During the last day at IDWeek 2019 in Washington DC, Flor Munoz from the Baylor College of Medicine in Houston, Texas presented an overview of current influenza treatment options and promising products in development. 

Although vaccines against influenza vaccines are recommended and significantly reduce the annual disease burden, they can’t provide complete protection because the virus mutates frequently. Thus, early antiviral treatment is an important tool helping shorten the duration and reduce the severity of influenza infections. Current FDA-approved products include M2-ion channel blockers like amantadine and rimantadine, which are not used anymore because of widespread resistance, neuraminidase inhibitors like oseltamivir (Roche’s Tamiflu and generics), zanamivir, and peramivir, as well as the 2018-approved cap-dependent endonuclease inhibitor baloxavir marboxil (Xofluza, Shionogi/Genentech). 

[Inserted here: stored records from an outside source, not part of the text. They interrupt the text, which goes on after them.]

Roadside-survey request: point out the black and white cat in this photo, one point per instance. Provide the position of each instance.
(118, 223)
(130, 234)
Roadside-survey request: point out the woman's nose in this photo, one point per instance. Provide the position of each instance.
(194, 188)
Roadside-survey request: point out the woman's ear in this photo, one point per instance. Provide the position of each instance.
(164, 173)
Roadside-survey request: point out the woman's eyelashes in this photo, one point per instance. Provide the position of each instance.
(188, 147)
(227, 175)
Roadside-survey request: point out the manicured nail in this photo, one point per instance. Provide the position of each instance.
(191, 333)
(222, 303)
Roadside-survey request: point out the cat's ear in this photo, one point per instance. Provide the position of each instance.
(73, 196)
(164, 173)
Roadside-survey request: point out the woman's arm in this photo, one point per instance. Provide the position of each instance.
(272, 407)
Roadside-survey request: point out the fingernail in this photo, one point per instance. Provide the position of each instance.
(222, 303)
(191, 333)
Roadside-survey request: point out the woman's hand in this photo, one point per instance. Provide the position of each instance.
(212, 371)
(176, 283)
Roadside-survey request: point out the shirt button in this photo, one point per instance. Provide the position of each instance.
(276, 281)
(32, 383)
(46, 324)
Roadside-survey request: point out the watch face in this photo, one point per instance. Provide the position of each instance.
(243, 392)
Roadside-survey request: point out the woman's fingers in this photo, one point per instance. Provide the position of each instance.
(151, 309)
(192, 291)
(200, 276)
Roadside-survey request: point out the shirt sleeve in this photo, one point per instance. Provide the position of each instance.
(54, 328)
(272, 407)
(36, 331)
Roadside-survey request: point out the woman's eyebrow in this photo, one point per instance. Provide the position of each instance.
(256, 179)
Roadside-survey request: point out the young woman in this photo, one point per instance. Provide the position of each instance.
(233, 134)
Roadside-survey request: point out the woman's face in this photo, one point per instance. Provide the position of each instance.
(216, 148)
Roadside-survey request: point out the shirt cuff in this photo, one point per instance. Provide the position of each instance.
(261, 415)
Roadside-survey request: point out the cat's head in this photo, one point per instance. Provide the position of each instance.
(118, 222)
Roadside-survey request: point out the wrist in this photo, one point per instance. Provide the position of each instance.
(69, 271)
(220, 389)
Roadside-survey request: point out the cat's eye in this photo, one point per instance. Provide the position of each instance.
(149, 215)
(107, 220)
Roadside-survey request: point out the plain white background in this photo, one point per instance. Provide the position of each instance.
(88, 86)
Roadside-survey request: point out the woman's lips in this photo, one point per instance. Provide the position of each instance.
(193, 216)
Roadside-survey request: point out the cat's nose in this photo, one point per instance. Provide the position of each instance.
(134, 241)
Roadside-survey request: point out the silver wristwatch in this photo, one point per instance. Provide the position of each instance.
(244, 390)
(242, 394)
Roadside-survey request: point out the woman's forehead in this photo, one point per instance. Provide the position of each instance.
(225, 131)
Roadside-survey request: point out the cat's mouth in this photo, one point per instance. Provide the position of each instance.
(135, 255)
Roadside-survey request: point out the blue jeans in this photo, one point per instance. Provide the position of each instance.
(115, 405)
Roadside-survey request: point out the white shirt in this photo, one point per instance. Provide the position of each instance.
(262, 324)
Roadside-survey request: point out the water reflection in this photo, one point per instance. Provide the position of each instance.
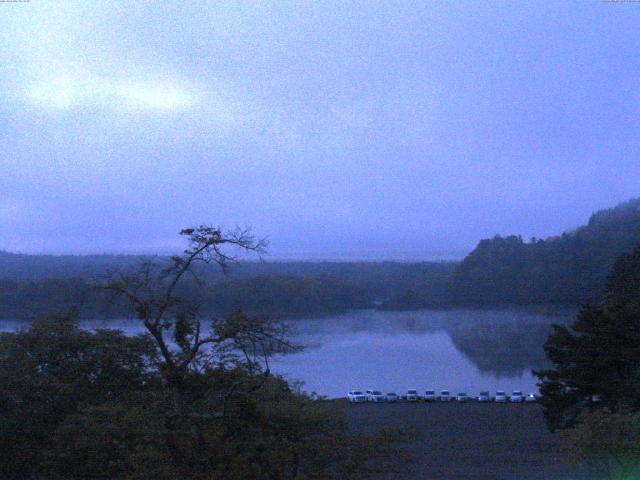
(459, 350)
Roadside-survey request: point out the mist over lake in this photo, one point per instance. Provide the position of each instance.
(457, 350)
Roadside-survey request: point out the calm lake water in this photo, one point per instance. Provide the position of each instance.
(456, 350)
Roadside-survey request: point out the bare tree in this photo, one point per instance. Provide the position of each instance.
(186, 343)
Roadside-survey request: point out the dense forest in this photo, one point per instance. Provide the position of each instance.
(570, 269)
(32, 285)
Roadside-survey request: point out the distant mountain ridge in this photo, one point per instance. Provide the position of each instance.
(568, 269)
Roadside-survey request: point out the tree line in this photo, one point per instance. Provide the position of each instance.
(570, 269)
(192, 397)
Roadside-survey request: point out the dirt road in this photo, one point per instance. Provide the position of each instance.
(479, 441)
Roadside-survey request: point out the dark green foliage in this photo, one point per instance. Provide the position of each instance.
(47, 371)
(284, 290)
(82, 405)
(599, 355)
(608, 442)
(571, 269)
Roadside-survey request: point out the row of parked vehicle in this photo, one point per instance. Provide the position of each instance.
(356, 396)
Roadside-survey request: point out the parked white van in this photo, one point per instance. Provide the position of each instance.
(516, 397)
(375, 396)
(412, 395)
(430, 396)
(356, 396)
(484, 397)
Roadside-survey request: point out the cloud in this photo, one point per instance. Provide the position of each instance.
(68, 91)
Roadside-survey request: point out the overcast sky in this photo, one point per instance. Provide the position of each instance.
(369, 130)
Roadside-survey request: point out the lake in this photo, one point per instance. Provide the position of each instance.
(456, 350)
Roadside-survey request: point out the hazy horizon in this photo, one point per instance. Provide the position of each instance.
(361, 132)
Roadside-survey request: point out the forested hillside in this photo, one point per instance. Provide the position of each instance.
(32, 285)
(570, 269)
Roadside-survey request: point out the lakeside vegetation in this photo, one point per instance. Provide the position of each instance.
(569, 270)
(187, 399)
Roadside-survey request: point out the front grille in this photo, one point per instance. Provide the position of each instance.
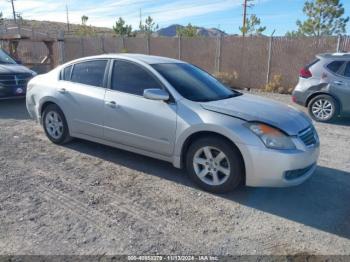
(308, 136)
(15, 80)
(295, 174)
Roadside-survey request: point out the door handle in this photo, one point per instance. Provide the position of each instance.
(62, 90)
(339, 83)
(111, 104)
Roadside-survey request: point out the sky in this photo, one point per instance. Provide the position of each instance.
(279, 15)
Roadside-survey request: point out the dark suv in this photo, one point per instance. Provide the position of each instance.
(324, 87)
(13, 77)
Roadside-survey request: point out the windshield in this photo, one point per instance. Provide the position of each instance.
(193, 83)
(5, 58)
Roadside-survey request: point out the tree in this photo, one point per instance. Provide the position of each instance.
(325, 18)
(187, 31)
(84, 19)
(149, 27)
(122, 29)
(293, 34)
(84, 29)
(252, 26)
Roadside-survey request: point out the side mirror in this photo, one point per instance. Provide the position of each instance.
(156, 94)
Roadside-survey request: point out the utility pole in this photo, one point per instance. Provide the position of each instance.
(13, 11)
(140, 19)
(67, 14)
(244, 16)
(245, 6)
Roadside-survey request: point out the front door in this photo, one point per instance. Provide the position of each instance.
(131, 119)
(81, 93)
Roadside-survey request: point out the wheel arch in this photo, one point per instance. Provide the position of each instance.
(200, 134)
(313, 95)
(45, 103)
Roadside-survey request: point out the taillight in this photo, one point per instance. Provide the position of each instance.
(305, 73)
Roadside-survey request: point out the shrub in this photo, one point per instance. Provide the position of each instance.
(228, 79)
(275, 86)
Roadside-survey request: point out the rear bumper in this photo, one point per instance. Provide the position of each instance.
(12, 92)
(299, 97)
(272, 168)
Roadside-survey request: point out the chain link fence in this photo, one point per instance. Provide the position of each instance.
(253, 60)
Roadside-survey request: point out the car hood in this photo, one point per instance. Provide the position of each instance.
(13, 68)
(254, 108)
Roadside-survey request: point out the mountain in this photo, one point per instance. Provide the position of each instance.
(170, 31)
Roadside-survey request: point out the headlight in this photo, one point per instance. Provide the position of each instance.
(271, 137)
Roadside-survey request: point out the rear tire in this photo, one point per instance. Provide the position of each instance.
(215, 165)
(55, 125)
(323, 108)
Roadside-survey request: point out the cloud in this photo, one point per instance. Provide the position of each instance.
(106, 12)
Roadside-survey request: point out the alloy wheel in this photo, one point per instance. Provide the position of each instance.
(322, 109)
(211, 165)
(54, 125)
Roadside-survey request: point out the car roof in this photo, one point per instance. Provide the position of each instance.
(345, 55)
(148, 59)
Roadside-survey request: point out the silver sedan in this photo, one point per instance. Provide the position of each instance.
(174, 111)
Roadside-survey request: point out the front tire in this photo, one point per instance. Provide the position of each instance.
(55, 125)
(215, 165)
(323, 108)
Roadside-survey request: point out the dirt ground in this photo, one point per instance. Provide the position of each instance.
(85, 198)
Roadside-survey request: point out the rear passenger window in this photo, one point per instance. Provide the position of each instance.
(347, 70)
(335, 66)
(66, 73)
(89, 73)
(130, 78)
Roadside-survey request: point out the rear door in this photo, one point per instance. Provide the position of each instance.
(341, 88)
(131, 119)
(81, 93)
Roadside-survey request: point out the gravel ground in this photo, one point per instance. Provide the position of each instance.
(85, 198)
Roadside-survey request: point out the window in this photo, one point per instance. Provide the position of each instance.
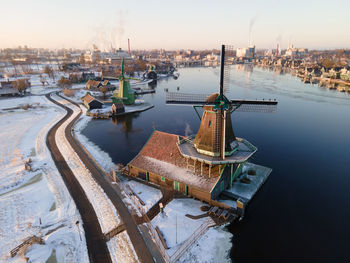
(176, 186)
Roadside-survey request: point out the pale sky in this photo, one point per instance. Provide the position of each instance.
(179, 24)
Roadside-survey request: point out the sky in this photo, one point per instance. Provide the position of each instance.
(174, 25)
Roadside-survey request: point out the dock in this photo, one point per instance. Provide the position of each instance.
(246, 191)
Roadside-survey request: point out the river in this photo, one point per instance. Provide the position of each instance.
(301, 213)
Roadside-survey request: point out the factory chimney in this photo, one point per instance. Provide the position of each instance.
(128, 45)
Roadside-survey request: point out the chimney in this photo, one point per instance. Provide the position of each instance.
(128, 45)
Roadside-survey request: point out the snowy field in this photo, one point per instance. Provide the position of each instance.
(106, 212)
(174, 217)
(34, 202)
(121, 249)
(120, 246)
(213, 246)
(149, 195)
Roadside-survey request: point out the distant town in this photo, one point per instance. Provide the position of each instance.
(327, 68)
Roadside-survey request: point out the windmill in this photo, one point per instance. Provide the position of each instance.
(125, 94)
(215, 136)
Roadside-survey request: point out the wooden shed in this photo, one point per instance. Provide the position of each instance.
(161, 162)
(90, 102)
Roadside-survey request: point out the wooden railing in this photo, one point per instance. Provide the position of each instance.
(186, 245)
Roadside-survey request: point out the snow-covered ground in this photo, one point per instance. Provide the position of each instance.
(214, 246)
(120, 246)
(174, 218)
(176, 227)
(34, 202)
(121, 249)
(247, 191)
(106, 212)
(149, 195)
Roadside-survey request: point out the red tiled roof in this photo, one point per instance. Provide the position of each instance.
(88, 98)
(163, 147)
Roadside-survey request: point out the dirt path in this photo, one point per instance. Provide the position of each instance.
(96, 245)
(113, 192)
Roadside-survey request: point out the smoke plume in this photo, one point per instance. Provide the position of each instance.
(251, 25)
(188, 130)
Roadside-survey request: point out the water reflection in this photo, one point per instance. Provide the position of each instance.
(125, 123)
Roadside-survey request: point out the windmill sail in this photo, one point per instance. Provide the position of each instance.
(228, 59)
(215, 136)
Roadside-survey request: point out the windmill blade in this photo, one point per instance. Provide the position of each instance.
(268, 106)
(229, 51)
(186, 98)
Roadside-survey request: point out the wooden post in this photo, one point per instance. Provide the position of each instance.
(114, 174)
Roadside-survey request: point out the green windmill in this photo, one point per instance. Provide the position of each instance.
(125, 94)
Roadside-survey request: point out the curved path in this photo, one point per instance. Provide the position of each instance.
(113, 193)
(96, 245)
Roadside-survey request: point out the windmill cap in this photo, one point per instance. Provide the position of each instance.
(212, 97)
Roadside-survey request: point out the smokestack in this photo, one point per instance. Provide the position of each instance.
(128, 45)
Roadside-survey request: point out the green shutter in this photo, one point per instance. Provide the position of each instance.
(222, 185)
(176, 186)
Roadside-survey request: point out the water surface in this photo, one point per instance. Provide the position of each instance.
(301, 213)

Xofluza is a potent new entry, especially because only one dose is needed, but viral resistance has already been reported multiple times. Fortunately, not only are new, promising influenza treatment options in development, but also current treatment options are seeking label extensions, such as the use of Xofluza for hospitalised patients, children aged one to less than 12 years, and as post-exposure prophylaxis. 

Another interesting approach is the use of antiviral combination therapy, drugs with different mechanisms of action, to combat influenza infections and reduce the risk of developing antiviral resistance, an approach that is being used in other viral indications, most prominently in HIV infections. For example, the combinations amantadine/oseltamivir, ribavirin/oseltamivir, favipiravir/oseltamivir or even triple combinations like amantadine/ribavirin/oseltamivir show synergy against influenza A viruses resistant to either of these drugs alone, and allow for higher potency at lower doses. 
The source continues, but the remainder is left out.